The money to fund the program would come from a tax that already exists -- basically, one-tenth of one percent on federal taxable income on individuals, estates, trusts and corporations.

Of the money generated, 60% would go to income-restricted housing programs and rent reduction; buying land for new income-restricted housing projects; and building assets for renters.

Then 40% of the money would support affordable home ownership, help people experiencing homelessness and support local governments' affordable housing programs. To receive that support, municipalities would need to speed up permitting approvals on income-restricted housing projects and commit to increasing the income-restricted housing stock by 3%. The law prevents local governments from replacing already existing funding with this money.

The money would be exempted from the state's revenue limit, meaning it would not be returned to voters if a cap was hit, as it would be under today's law.

Here's who's for it and against it.

Coloradans for Affordable Housing Now has spent over $4.74 million on the campaign and raised nearly $4.9 million.
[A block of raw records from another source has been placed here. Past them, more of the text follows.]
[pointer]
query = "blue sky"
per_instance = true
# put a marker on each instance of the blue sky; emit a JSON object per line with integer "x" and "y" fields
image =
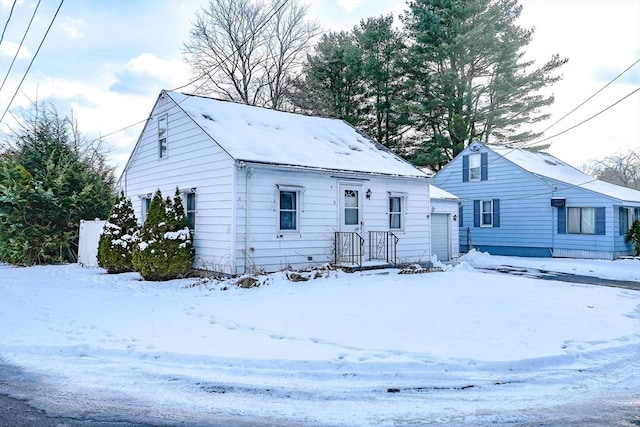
{"x": 107, "y": 60}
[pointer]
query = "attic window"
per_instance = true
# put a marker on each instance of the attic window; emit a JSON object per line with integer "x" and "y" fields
{"x": 162, "y": 136}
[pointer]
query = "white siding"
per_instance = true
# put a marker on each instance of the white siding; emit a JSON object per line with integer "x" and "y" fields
{"x": 193, "y": 160}
{"x": 260, "y": 244}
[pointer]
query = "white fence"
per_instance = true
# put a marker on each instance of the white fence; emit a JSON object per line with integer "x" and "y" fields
{"x": 90, "y": 231}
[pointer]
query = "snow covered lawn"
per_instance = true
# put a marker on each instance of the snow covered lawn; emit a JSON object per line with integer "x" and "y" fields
{"x": 453, "y": 347}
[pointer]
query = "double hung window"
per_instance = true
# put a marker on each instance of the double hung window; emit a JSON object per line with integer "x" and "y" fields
{"x": 581, "y": 220}
{"x": 162, "y": 136}
{"x": 395, "y": 213}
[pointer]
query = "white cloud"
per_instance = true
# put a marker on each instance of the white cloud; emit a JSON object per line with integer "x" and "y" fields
{"x": 9, "y": 49}
{"x": 349, "y": 5}
{"x": 74, "y": 28}
{"x": 148, "y": 63}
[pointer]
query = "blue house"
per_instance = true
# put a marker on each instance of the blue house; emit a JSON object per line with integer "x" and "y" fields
{"x": 524, "y": 203}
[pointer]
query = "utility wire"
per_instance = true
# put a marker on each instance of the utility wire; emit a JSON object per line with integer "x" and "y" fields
{"x": 588, "y": 99}
{"x": 589, "y": 118}
{"x": 32, "y": 59}
{"x": 8, "y": 19}
{"x": 20, "y": 46}
{"x": 282, "y": 5}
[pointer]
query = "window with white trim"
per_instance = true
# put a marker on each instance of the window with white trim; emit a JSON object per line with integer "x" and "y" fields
{"x": 189, "y": 205}
{"x": 475, "y": 161}
{"x": 145, "y": 202}
{"x": 581, "y": 220}
{"x": 162, "y": 136}
{"x": 486, "y": 213}
{"x": 396, "y": 221}
{"x": 289, "y": 208}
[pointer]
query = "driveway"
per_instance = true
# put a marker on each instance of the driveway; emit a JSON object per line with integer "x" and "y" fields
{"x": 562, "y": 277}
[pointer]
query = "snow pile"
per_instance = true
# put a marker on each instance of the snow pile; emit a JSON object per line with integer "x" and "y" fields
{"x": 457, "y": 347}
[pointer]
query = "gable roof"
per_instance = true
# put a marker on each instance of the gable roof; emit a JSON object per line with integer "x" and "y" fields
{"x": 261, "y": 135}
{"x": 544, "y": 165}
{"x": 438, "y": 193}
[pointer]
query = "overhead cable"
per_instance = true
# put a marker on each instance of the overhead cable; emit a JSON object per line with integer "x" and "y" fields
{"x": 8, "y": 19}
{"x": 20, "y": 45}
{"x": 32, "y": 59}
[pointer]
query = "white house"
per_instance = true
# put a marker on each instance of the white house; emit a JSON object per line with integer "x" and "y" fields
{"x": 266, "y": 189}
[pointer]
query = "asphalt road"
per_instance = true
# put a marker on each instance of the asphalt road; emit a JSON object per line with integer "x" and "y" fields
{"x": 562, "y": 277}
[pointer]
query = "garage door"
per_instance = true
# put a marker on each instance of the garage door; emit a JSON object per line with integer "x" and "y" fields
{"x": 440, "y": 240}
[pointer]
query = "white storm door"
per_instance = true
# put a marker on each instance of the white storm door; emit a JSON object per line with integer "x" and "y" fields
{"x": 350, "y": 208}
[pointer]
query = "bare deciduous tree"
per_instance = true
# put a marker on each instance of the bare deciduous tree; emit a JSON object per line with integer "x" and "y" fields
{"x": 247, "y": 50}
{"x": 621, "y": 169}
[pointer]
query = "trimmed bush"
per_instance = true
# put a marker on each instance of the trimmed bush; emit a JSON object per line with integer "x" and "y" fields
{"x": 633, "y": 237}
{"x": 164, "y": 248}
{"x": 115, "y": 247}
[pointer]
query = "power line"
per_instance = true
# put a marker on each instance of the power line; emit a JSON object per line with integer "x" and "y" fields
{"x": 8, "y": 19}
{"x": 20, "y": 46}
{"x": 588, "y": 99}
{"x": 32, "y": 59}
{"x": 589, "y": 118}
{"x": 277, "y": 10}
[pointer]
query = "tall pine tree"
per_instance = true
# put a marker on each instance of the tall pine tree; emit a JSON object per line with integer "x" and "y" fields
{"x": 51, "y": 177}
{"x": 466, "y": 78}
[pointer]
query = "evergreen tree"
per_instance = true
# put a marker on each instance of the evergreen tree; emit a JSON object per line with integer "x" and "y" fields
{"x": 333, "y": 83}
{"x": 164, "y": 248}
{"x": 51, "y": 177}
{"x": 383, "y": 116}
{"x": 115, "y": 247}
{"x": 466, "y": 78}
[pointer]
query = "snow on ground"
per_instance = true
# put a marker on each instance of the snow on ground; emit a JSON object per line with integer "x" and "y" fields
{"x": 459, "y": 347}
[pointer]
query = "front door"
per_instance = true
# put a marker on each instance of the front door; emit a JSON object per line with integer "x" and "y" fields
{"x": 351, "y": 208}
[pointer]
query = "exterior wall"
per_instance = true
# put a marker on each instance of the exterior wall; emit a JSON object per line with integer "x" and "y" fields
{"x": 260, "y": 243}
{"x": 193, "y": 160}
{"x": 450, "y": 208}
{"x": 528, "y": 223}
{"x": 525, "y": 214}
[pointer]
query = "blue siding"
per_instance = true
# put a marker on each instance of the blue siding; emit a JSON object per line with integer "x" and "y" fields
{"x": 525, "y": 224}
{"x": 465, "y": 168}
{"x": 562, "y": 220}
{"x": 484, "y": 166}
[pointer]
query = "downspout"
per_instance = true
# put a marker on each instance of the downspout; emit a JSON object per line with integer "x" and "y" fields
{"x": 554, "y": 226}
{"x": 247, "y": 210}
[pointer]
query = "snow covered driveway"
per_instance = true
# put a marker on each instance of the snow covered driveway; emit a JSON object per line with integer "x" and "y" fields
{"x": 374, "y": 348}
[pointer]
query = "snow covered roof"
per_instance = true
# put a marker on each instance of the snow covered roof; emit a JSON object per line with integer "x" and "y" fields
{"x": 439, "y": 193}
{"x": 545, "y": 165}
{"x": 255, "y": 134}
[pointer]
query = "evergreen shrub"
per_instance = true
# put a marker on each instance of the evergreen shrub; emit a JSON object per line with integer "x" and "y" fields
{"x": 115, "y": 247}
{"x": 634, "y": 237}
{"x": 164, "y": 248}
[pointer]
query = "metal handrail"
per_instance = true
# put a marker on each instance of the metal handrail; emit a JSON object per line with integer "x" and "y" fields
{"x": 383, "y": 245}
{"x": 349, "y": 247}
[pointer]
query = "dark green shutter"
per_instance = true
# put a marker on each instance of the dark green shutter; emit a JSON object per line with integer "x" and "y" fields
{"x": 484, "y": 166}
{"x": 622, "y": 224}
{"x": 465, "y": 168}
{"x": 562, "y": 220}
{"x": 476, "y": 213}
{"x": 600, "y": 222}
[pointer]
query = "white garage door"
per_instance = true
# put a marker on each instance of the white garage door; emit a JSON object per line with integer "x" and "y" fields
{"x": 440, "y": 236}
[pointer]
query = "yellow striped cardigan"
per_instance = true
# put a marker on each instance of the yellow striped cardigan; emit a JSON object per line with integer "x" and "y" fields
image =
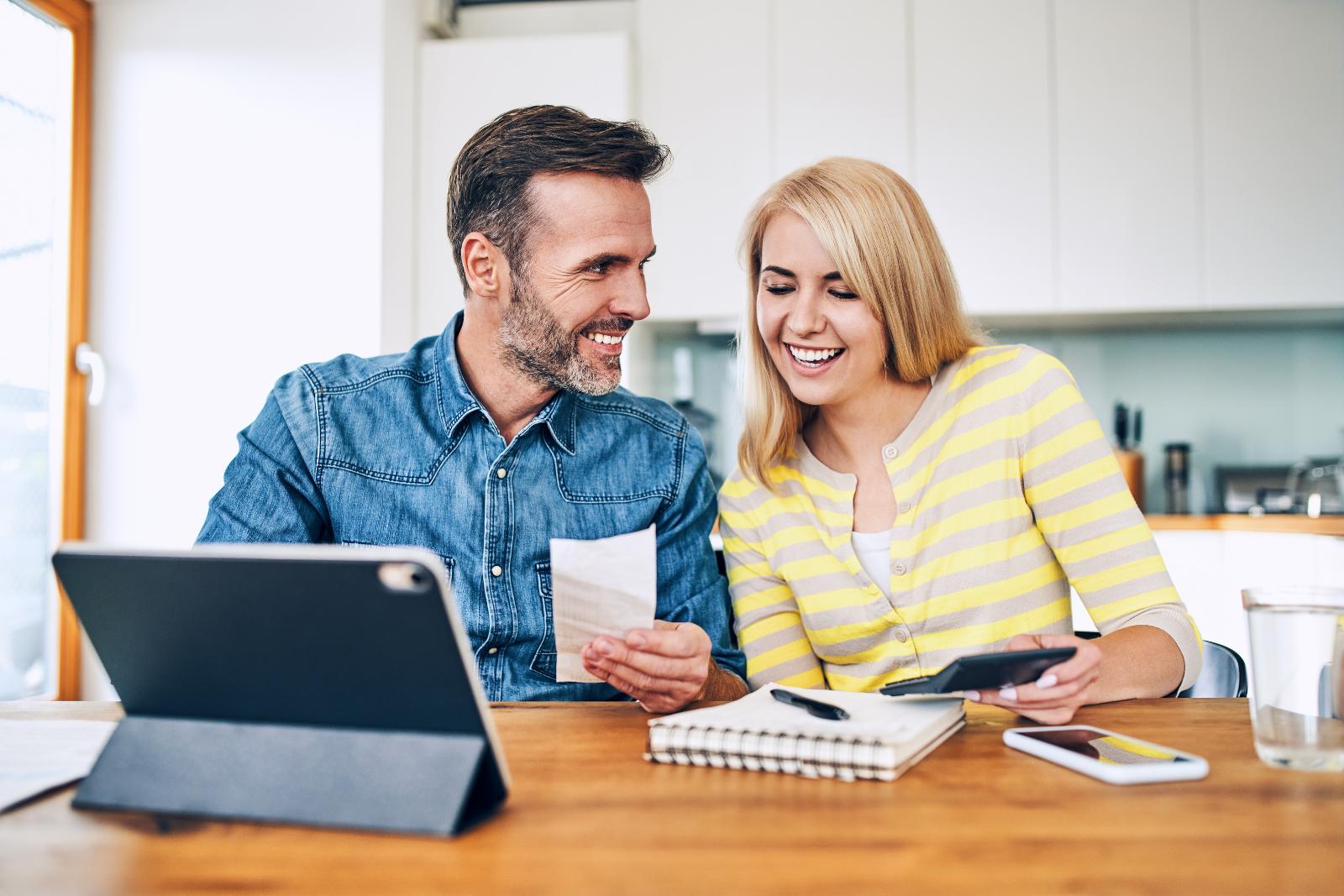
{"x": 1007, "y": 492}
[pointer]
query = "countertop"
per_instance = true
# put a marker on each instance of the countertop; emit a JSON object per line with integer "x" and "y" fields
{"x": 1294, "y": 523}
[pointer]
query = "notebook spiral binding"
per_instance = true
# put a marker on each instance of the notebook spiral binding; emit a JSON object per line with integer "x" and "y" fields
{"x": 754, "y": 750}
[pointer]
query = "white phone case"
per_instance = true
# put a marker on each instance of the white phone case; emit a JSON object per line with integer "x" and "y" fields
{"x": 1194, "y": 768}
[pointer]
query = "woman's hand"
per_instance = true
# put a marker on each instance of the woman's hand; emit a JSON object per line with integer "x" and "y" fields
{"x": 1055, "y": 696}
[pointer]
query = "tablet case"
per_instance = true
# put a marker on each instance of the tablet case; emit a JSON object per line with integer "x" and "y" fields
{"x": 313, "y": 684}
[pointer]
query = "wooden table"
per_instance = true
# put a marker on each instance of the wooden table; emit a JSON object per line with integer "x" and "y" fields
{"x": 589, "y": 815}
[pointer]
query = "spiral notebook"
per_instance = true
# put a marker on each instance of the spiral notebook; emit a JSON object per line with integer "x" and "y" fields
{"x": 882, "y": 738}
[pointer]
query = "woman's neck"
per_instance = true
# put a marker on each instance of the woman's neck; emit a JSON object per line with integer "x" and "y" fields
{"x": 844, "y": 434}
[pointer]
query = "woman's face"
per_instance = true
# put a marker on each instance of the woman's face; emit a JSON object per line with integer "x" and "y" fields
{"x": 820, "y": 335}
In the mix of supporters: Gary Ventures Inc., the National Association of Realtors, the Bohemian Companies, the Caring for Colorado Foundation, the Colorado Low Income Housing Campaign, and the Community First Foundation. Their main argument is that Colorado is in a housing crisis and more housing needs to be built for the workforce with public support now.

Opponents include Advance Colorado Action and the TABOR Foundation. They argue the policy is misguided, more market-rate housing needs to be built to address the crisis, and people need larger refunds guaranteed by the Taxpayer's Bill of Rights.